Using Goodreads Data

The other week I posted some comments at Mad Genius about this post http://madgeniusclub.com/2016/02/15/on-teachers-kids-and-hugos/ – unfortunately most of the responses were not exactly shining examples of how to have a rational discussion. However, one chap did decide to engage on a level above name-calling, which was nice.

The seed of the sub-sub-discussion was this comment I made:

camestrosfelapton
February 15, 2016 at 2:56 pm
Arrgh hit ‘send’ accidentally
Yes an argument could be made but
1. Sad Puppies 3 was called a slate by Brad T
2. Previous Sad Puppy campaigns had been called stacking campaigns
3. The Rabid Puppy campaign was clearly functioning as a slate (yes, yes I know that the Sads don’t control what Vox does etc)
4 . The quality of the works nominated were highly variable – strongly indicating that some peoples were voting along a slate rather than judging works by their quality (e.g MZW’s excellent ‘Soft Casualty didn’t get nominated but his execrable Wisdom From… did)

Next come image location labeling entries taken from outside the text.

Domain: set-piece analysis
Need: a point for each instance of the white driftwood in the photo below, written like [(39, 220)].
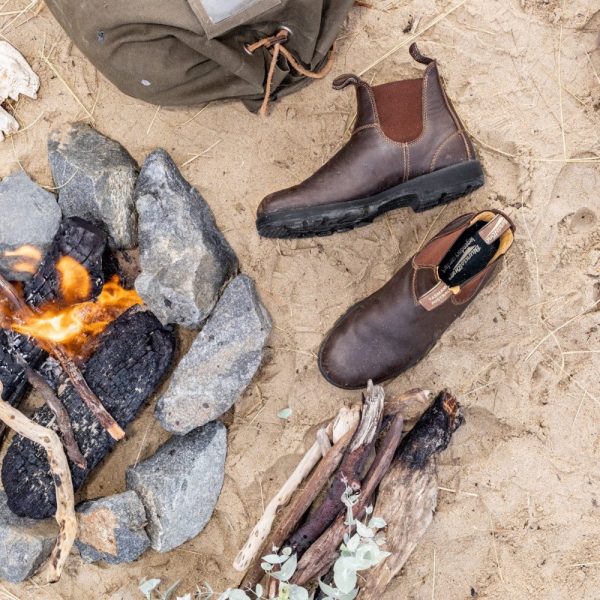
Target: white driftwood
[(346, 420), (16, 78), (59, 467)]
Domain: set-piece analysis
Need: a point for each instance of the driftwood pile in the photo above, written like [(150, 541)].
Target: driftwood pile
[(363, 449)]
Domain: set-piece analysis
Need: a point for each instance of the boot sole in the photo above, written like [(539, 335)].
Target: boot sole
[(421, 193)]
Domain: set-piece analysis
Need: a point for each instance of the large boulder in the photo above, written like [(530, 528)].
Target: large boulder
[(111, 529), (24, 544), (96, 178), (221, 362), (180, 485), (29, 216), (185, 259)]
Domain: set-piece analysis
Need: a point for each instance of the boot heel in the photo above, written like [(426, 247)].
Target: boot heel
[(447, 184)]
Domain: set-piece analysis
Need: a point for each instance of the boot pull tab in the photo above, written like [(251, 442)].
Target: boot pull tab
[(342, 81), (416, 54)]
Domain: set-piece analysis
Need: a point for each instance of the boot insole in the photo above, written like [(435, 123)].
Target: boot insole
[(467, 257)]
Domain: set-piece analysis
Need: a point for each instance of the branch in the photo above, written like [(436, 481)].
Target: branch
[(349, 474), (77, 379), (408, 493), (59, 467), (296, 510), (324, 552), (347, 420), (62, 416)]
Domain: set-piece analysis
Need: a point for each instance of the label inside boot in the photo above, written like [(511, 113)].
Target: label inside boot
[(468, 256)]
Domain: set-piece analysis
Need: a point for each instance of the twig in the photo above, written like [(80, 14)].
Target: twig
[(346, 420), (296, 510), (349, 474), (323, 553), (61, 475), (77, 379), (62, 416), (413, 37)]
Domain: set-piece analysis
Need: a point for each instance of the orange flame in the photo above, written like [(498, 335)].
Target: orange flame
[(29, 258), (74, 322)]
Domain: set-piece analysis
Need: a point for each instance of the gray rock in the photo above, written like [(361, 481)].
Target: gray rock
[(112, 529), (24, 543), (29, 216), (180, 485), (185, 259), (221, 362), (96, 177)]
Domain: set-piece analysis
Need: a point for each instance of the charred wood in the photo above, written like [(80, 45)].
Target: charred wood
[(134, 355), (78, 239)]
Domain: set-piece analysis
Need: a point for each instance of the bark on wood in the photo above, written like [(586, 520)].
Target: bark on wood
[(408, 493), (324, 552), (78, 239), (71, 369), (349, 474), (61, 477), (135, 354), (60, 412), (347, 420), (295, 511)]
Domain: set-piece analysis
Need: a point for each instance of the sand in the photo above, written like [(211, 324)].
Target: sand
[(518, 513)]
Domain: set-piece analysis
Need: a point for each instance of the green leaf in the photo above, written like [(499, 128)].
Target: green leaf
[(287, 569), (286, 413), (148, 586), (363, 530), (167, 595), (377, 523)]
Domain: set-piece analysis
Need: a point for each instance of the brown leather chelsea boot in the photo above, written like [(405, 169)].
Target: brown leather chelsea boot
[(394, 328), (408, 148)]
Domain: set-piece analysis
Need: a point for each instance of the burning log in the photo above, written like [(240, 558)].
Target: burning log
[(62, 416), (349, 474), (104, 417), (408, 493), (320, 557), (79, 240), (296, 510), (134, 354), (337, 431), (60, 477)]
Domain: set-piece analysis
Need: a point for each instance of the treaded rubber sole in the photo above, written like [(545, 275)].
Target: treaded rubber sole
[(421, 193)]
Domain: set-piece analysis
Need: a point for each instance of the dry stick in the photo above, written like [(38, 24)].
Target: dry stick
[(57, 407), (79, 383), (61, 475), (349, 474), (347, 420), (408, 493), (296, 510), (319, 558)]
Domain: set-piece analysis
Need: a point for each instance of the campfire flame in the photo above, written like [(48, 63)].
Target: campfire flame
[(27, 258), (75, 321)]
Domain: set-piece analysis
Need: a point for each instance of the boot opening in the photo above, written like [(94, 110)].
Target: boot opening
[(400, 108), (470, 254)]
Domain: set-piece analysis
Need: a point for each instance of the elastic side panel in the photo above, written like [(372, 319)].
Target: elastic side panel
[(400, 108)]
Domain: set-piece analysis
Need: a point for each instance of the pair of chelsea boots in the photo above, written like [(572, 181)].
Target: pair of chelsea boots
[(408, 148)]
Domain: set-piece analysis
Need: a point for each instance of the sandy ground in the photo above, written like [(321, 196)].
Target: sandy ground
[(519, 513)]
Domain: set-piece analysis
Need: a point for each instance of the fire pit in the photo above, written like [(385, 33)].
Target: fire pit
[(96, 350)]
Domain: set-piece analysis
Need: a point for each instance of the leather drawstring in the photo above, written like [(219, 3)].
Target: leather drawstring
[(275, 45)]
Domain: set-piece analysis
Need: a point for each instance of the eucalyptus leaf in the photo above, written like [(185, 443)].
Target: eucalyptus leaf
[(167, 595), (345, 580), (148, 586), (363, 530), (285, 414), (377, 523)]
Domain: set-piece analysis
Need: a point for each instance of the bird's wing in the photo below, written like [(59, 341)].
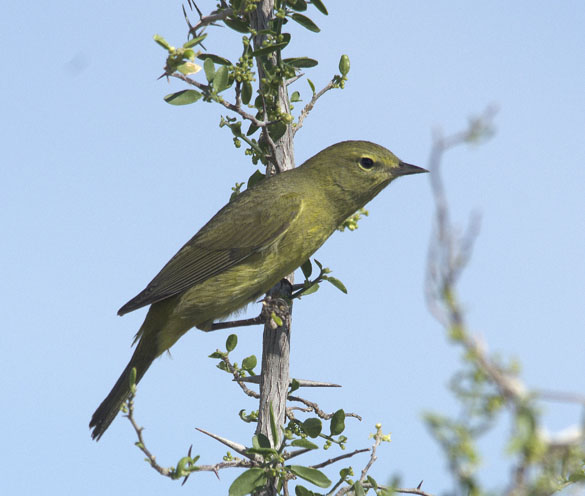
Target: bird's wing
[(235, 233)]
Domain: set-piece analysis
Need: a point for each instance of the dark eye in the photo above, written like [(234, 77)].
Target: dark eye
[(366, 162)]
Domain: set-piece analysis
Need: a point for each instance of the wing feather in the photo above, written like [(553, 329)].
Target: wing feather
[(239, 230)]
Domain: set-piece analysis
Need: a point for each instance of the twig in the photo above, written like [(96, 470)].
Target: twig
[(237, 447), (238, 378), (216, 326), (209, 19), (140, 444), (255, 379), (230, 106), (311, 104), (340, 457), (320, 413)]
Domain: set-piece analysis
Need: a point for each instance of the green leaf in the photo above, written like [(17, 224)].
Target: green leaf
[(307, 268), (255, 178), (312, 289), (188, 68), (299, 5), (294, 385), (194, 41), (237, 25), (221, 79), (262, 451), (260, 441), (215, 58), (246, 92), (161, 41), (209, 69), (277, 320), (249, 363), (273, 427), (305, 22), (270, 48), (304, 443), (312, 427), (183, 97), (303, 491), (344, 65), (231, 342), (337, 283), (320, 7), (248, 481), (337, 423), (132, 378), (251, 130), (311, 474), (301, 62), (358, 489), (277, 130)]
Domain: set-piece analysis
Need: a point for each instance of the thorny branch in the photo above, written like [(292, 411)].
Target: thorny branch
[(311, 104), (448, 255)]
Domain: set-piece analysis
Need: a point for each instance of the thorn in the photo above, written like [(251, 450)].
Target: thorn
[(255, 379), (239, 448)]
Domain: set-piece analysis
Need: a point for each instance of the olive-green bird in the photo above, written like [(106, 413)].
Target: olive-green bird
[(254, 241)]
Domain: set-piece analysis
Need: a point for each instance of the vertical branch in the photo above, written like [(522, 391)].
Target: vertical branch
[(276, 341)]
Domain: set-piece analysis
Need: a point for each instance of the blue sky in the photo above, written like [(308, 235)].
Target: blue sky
[(102, 182)]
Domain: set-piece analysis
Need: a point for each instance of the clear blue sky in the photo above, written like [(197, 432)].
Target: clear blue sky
[(101, 182)]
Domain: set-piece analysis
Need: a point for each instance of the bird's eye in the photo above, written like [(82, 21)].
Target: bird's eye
[(366, 163)]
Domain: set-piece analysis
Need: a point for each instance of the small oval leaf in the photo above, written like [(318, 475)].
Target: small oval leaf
[(305, 22), (269, 49), (246, 92), (311, 474), (237, 25), (221, 79), (337, 283), (337, 423), (231, 342), (304, 443), (301, 62), (161, 41), (248, 481), (195, 41), (250, 362), (307, 268), (215, 58), (312, 427), (320, 7), (209, 69)]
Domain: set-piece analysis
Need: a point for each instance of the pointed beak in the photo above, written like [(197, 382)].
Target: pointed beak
[(405, 169)]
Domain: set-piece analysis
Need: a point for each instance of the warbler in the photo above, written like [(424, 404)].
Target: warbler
[(255, 240)]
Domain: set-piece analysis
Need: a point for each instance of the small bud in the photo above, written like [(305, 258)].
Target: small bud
[(344, 65)]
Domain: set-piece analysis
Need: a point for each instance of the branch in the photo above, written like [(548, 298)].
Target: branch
[(255, 379), (207, 20), (230, 106), (239, 379), (311, 104), (340, 457), (314, 407), (167, 472), (237, 447)]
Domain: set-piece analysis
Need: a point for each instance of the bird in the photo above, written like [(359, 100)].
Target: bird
[(259, 237)]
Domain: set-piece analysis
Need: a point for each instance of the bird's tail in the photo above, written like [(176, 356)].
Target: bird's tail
[(109, 408)]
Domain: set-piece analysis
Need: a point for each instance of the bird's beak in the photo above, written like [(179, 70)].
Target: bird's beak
[(405, 169)]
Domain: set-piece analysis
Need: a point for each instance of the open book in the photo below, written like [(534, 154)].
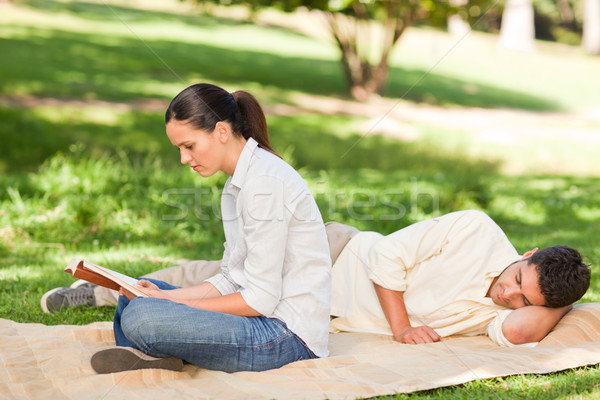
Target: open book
[(103, 276)]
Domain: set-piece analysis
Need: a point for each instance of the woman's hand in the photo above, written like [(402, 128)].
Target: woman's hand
[(149, 288)]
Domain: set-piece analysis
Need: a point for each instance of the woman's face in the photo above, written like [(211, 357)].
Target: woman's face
[(200, 149)]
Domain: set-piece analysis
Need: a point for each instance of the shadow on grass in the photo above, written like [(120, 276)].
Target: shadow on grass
[(29, 139), (55, 63)]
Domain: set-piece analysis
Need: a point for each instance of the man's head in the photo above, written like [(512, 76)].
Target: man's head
[(552, 277), (563, 277)]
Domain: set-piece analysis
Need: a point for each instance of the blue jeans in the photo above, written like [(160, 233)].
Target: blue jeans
[(212, 340)]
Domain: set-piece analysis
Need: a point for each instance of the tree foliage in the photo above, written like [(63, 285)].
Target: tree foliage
[(365, 31)]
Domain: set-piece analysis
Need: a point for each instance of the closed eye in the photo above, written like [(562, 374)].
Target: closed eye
[(518, 280)]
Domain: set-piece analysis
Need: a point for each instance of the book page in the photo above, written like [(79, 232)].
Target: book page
[(127, 279)]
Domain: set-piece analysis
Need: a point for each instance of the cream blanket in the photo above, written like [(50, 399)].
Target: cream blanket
[(52, 362)]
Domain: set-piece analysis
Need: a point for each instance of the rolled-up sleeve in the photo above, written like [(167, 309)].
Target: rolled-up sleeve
[(266, 218), (494, 331)]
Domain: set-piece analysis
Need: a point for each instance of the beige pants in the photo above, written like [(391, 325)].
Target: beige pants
[(195, 272)]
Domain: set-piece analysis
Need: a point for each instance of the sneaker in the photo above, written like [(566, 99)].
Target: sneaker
[(117, 359), (60, 298)]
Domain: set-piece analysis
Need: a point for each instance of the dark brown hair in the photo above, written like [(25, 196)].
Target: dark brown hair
[(563, 276), (203, 105)]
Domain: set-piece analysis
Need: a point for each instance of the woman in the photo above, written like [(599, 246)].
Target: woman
[(269, 305)]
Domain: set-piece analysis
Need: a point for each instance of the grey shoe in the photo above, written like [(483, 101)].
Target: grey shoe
[(117, 359), (60, 298)]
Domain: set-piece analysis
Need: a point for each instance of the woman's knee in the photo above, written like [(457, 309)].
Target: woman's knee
[(139, 322)]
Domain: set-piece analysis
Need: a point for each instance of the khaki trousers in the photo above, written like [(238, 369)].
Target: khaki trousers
[(195, 272)]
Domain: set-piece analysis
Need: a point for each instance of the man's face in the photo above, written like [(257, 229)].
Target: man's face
[(517, 286)]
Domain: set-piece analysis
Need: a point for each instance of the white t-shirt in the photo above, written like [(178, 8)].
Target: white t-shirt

And there was an OKish discussion about 4 despite various people trying to derail it. Further on Dave Freer joined in:

davefreer
February 15, 2016 at 5:54 pm
Only if backed up by independent empirical data. Your taste is not everyone’s. This is a fan award – a measure of popularity, which can be measured independently by sales. So one can fairly say Dune was a quality nomination. A novel which after a couple of years has gone out of print is not.

To which I replied:

camestrosfelapton
February 15, 2016 at 6:24 pm
Ok but neither past Hugos nor any of the Sad Puppy picks have been simply the best selling SF/F. So while we would expect some relation with popularity there us at least some other latent trait in play.

And to which Dave appears to have lost his train of thought and responded to something else altogether:

davefreer
February 15, 2016 at 11:20 pm
Jim Butcher, Larry Correia Aren’t ‘bestselling’!? That’s probably the most bizarre thing you’ve yet managed to say, and you’ve come up with some doozies.

Well I pointed out his error but Dave had started deleting my posts. I guess he didn’t like somebody making the obvious correction. Never mind. Maybe the ‘simply’ bit confused him i.e. they may have been best-selling but that wasn’t all that they were. Did I pitch that too subtle? Maybe.

Another commentor joined in to say:

kamas716
February 16, 2016 at 12:07 am
I’ll look into any sort of correlation there over the next couple of days. I don’t think I’ll get it all together tonight. Maybe by Saturday?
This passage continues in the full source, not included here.